Six California monuments created by Presidents Obama and Clinton are on the review list:
- The San Gabriel Mountains monument, which forms a backdrop to Los Angeles.
- The Mojave Trails and Sand to Snow monuments in the Southern California desert.
- The Giant Sequoia monument in the southern Sierra Nevada.
- The Carrizo Plain monument on the southwestern edge of the San Joaquin Valley.
- The Berryessa Snow Mountain in Northern California.
Monument designation adds another layer of protection to federal lands, typically putting them off limits to oil and gas development or limiting logging and grazing.
Presidents have the authority to designate monuments under the Antiquities Act of 1906, which President Theodore Roosevelt used to set aside more than 800,000 acres in Arizona that later became Grand Canyon National Park.
In his letter Thursday, Becerra echoes arguments made by conservationists and many environmental attorneys: While the Antiquities Act gives presidents the authority to create monuments, it does not give presidents the authority to undo or modify them. That power belongs solely to Congress.
In announcing the review, the Trump administration specifically mentioned two big Utah national monuments as an example of federal overreach: Grand Staircase-Escalante National Monument and the Bears Ears National Monument.

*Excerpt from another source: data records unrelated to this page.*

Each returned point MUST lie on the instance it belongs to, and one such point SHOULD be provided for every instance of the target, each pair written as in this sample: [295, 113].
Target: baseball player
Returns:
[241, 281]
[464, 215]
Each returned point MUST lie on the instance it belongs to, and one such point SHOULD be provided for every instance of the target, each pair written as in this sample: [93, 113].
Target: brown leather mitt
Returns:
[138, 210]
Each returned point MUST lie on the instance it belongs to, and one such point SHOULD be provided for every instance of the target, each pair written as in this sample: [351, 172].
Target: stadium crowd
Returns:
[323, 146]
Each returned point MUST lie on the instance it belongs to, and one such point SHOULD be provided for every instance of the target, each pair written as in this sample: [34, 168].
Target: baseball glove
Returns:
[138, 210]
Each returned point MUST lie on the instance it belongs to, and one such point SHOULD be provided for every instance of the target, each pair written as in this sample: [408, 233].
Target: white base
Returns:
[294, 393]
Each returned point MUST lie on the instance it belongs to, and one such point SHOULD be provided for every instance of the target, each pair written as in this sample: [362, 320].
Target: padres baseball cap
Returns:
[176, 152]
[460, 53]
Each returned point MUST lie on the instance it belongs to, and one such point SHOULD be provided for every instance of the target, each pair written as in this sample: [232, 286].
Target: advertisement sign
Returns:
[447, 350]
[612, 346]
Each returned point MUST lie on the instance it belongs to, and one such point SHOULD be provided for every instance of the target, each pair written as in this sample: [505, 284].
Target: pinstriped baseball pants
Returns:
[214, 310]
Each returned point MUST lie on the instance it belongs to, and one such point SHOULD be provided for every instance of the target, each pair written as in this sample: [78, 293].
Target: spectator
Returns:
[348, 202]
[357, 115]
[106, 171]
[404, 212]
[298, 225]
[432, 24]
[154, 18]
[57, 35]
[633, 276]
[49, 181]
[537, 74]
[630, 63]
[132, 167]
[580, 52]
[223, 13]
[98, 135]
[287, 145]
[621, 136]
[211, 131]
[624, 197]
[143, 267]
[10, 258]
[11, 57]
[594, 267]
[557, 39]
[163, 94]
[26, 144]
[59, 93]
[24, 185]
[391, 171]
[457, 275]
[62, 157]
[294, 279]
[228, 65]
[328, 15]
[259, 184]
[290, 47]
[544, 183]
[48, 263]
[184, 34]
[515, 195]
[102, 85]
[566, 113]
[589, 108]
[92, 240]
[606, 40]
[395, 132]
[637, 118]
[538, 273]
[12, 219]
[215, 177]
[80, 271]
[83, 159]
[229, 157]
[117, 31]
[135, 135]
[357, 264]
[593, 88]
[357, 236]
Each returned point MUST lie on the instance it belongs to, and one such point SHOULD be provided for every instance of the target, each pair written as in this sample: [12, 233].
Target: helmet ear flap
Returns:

Both were controversial in a state that has frequently chafed under federal control of large chunks of its land.
In California, timber interests opposed creation of the Sequoia monument in Sequoia National Forest because Clinton banned commercial logging in and around nearly three dozen giant sequoia groves.
For the most part, however, the six California monuments were widely supported.
Becerra predicted that California will not be the only state to fight Trump’s executive order.
“I expect that I will be joined by many of this country’s state attorneys general in using all of the legal tools at our disposal to ensure that the rule of the law is followed,” he wrote.
Asked for comment, the Interior Department’s press office referred The Times to the news release that accompanied the executive order.
“For years, the people of Utah and other rural communities have voiced concern and opposition to some monument designations. But too often in recent history, exiting presidents make designations despite those concerns,” Zinke stated.